Question

For the values give for ΔH and ΔS, calculate ΔG foreach for each of the following reactions at 298 K. If the reactionis not spontaneous under standard conditions at 298 K, at whattemperature (if any) would the reaction become spontaneous?

a) 2PbS(s)+3O₂(g) ---> 2PbO(s)+2SO₂(g)
ΔH= -844kj ; ΔS = -165 J/K

b)2POCl₃(g)--->2PCl₃(g)+O₂(g)
ΔH= 572kJ ; ΔS= 179 J/K

Answer 1

Concepts and reason

Gibb’s free energy $\left( {\Delta G} \right)$ is a thermodynamic quantity which gives the maximum reversible work at constant temperature and pressure.

It is also explained mathematically as,

$\Delta G = \Delta H - T\Delta S$

Where, $\Delta H$ is the change in energy and $\Delta S$ is the change in entropy.

When the sign of $\Delta G$ is negative then the reaction is spontaneous and when the sign is positive then the reaction is non-spontaneous.

In the given question, you need to determine the value of $\Delta G$ for different reactions and then check the spontaneity of the reaction.

Fundamentals

The change in energy $\left( {\Delta H} \right)$ during phase change or during a reaction is known as Enthalpy. When energy is absorbed during reaction or phase change the sign for enthalpy is taken as positive and when energy is released during reaction or phase change the sign for enthalpy is taken as negative.

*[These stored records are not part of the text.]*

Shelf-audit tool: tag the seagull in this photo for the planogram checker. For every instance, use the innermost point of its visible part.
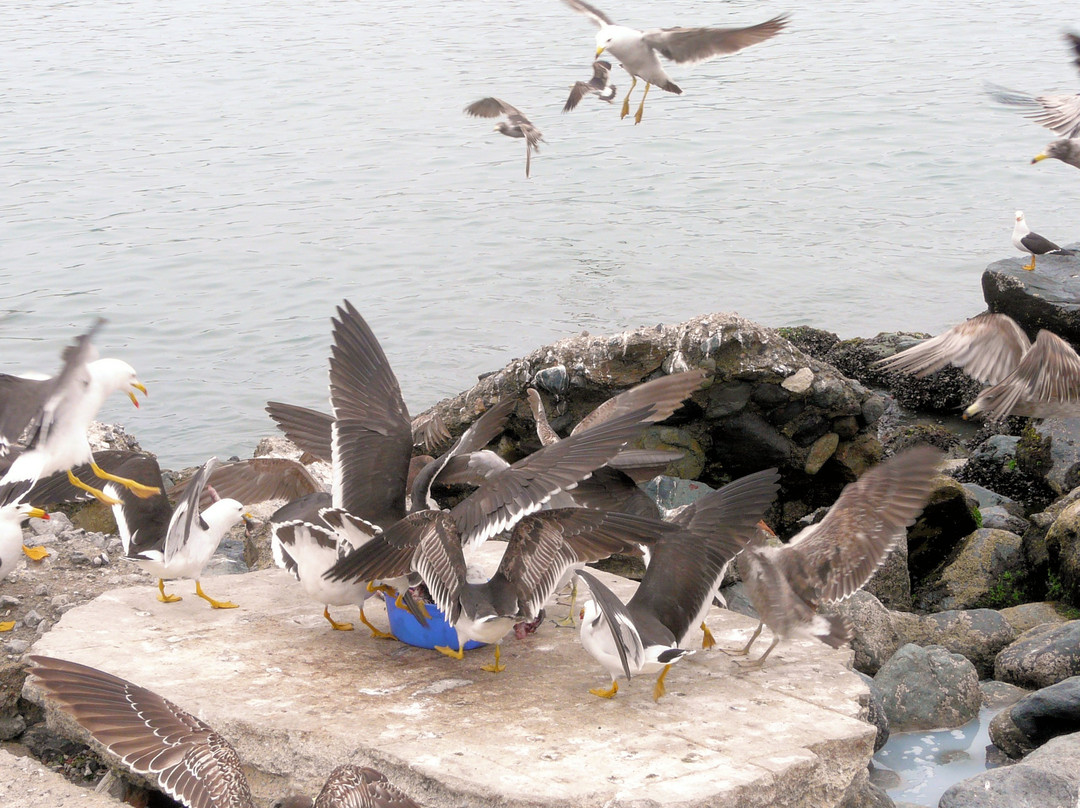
(598, 84)
(678, 587)
(1060, 113)
(515, 125)
(11, 541)
(637, 50)
(304, 543)
(1025, 241)
(542, 547)
(833, 560)
(184, 755)
(59, 409)
(1067, 150)
(1040, 380)
(353, 786)
(310, 430)
(169, 542)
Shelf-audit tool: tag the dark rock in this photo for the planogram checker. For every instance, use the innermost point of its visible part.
(997, 517)
(1012, 786)
(926, 688)
(1000, 694)
(1040, 657)
(875, 713)
(986, 569)
(1063, 551)
(875, 638)
(985, 498)
(1037, 717)
(1028, 615)
(976, 634)
(946, 520)
(813, 341)
(945, 391)
(1047, 298)
(996, 463)
(736, 418)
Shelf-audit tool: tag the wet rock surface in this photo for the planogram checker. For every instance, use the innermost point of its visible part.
(1040, 657)
(926, 688)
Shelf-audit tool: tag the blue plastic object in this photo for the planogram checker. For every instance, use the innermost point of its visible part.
(408, 630)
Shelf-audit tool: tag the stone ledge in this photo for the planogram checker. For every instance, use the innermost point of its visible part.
(296, 698)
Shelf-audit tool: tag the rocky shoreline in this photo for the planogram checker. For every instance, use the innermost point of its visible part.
(977, 607)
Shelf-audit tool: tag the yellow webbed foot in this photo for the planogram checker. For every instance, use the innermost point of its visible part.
(459, 654)
(162, 596)
(659, 688)
(376, 633)
(214, 604)
(498, 667)
(35, 553)
(334, 623)
(609, 694)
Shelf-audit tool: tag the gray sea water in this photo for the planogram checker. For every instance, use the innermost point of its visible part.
(214, 177)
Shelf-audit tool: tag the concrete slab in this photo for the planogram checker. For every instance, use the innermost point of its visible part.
(297, 698)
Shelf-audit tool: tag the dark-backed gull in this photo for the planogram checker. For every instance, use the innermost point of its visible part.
(58, 411)
(637, 50)
(678, 587)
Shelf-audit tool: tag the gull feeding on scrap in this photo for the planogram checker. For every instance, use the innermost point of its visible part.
(637, 50)
(515, 125)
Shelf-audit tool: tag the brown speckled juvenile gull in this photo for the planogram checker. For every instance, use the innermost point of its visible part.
(515, 125)
(833, 560)
(1060, 113)
(1040, 380)
(167, 745)
(598, 84)
(637, 50)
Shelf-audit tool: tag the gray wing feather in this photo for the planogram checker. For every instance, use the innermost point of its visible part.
(688, 45)
(149, 734)
(987, 347)
(834, 559)
(598, 17)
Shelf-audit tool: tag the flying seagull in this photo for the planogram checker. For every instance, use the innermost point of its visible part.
(1040, 380)
(515, 125)
(833, 560)
(1025, 241)
(598, 84)
(1067, 150)
(1060, 113)
(58, 411)
(637, 50)
(644, 636)
(189, 762)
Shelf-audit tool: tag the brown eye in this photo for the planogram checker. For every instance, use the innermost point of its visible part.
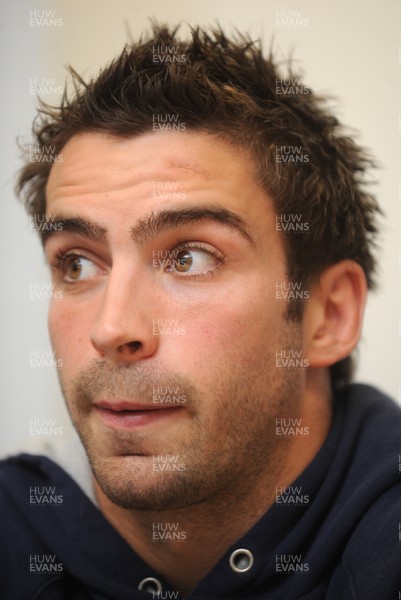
(77, 268)
(73, 267)
(183, 261)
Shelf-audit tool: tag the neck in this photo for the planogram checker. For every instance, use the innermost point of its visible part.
(200, 534)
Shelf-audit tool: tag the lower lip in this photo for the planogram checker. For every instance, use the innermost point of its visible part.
(135, 418)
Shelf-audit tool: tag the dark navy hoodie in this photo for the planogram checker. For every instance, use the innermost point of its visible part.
(335, 533)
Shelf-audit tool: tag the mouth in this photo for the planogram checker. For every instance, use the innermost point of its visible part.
(129, 415)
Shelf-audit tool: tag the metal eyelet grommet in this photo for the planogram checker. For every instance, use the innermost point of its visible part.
(241, 560)
(150, 585)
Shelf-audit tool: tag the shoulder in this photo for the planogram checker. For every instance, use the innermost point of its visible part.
(371, 559)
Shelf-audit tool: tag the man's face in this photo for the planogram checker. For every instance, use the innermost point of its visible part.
(167, 257)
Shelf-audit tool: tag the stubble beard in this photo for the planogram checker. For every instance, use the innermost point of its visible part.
(248, 447)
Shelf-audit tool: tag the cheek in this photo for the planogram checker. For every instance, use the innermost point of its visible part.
(68, 329)
(240, 327)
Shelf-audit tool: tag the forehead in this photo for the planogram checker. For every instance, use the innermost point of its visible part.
(96, 162)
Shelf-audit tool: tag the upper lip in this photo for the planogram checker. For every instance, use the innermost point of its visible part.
(132, 406)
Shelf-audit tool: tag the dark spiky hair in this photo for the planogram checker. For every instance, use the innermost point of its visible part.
(227, 87)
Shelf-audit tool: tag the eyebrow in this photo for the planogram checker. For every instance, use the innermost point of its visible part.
(147, 229)
(77, 225)
(150, 227)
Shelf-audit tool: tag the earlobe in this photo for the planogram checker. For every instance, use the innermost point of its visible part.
(334, 315)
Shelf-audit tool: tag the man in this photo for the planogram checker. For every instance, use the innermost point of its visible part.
(210, 235)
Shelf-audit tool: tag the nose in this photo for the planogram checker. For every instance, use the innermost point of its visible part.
(123, 328)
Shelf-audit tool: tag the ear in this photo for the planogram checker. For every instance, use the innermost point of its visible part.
(334, 314)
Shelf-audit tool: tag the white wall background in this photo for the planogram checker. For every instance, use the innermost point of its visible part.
(350, 48)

The change in entropy (degree of randomness, $\Delta S$ ) during phase change or during a reaction is known as Entropy. When the degree of randomness is increased, it is given a positive sign and when degree of randomness is decreased, it is given a negative sign.

a

The reaction is

${\rm{2PbS}}\left( s \right) + 3{{\rm{O}}_2}\left( g \right) \to 2{\rm{PbO}}\left( s \right) + 2{\rm{S}}{{\rm{O}}_{\rm{2}}}\left( g \right)$

The Gibb’s free energy at 298 K for the above reaction is as follows:

$\begin{array}{c}\\\Delta G = \Delta H - T\Delta S\\\\ = \left( { - 844{\rm{ kJ}}} \right) - \left( {298{\rm{ K}}} \right)\left( { - 165{\rm{ J/K}}} \right)\left( {\frac{{1{\rm{ kJ}}}}{{1000{\rm{ J}}}}} \right)\\\\ = - 794.83{\rm{ kJ}}\\\end{array}$

b

The reaction is

${\rm{2POC}}{{\rm{l}}_3}\left( g \right) \to 2{\rm{PC}}{{\rm{l}}_3}\left( g \right) + {{\rm{O}}_2}\left( g \right)$

The Gibb’s free energy at 298 K for the above reaction is as follows:

$\begin{array}{c}\\\Delta G = \Delta H - T\Delta S\\\\ = \left( {572{\rm{ kJ}}} \right) - \left( {298{\rm{ K}}} \right)\left( {179{\rm{ J/K}}} \right)\left( {\frac{{1{\rm{ kJ}}}}{{1000{\rm{ J}}}}} \right)\\\\ = 518.658{\rm{ kJ}}\\\end{array}$

The temperature at which Gibb’s free energy is negative for the above reaction is calculated as follows:

$\begin{array}{c}\\\Delta G < 0\\\\\Delta H - T\Delta S < 0\\\\\Delta H < T\Delta S\\\\\frac{{\Delta H}}{{\Delta S}} < T\\\\\frac{{572\;{\rm{kJ}}}}{{179\;{\rm{J/K}}\left( {\frac{{1\;{\rm{kJ}}}}{{1000\;{\rm{J}}}}} \right)}} < T\\\\3195.53\;{\rm{K}} < T\\\end{array}$

Ans: Part a

The Gibb’s free energy $\left( {\Delta G} \right)$ for the reaction is negative, therefore, the reaction is spontaneous.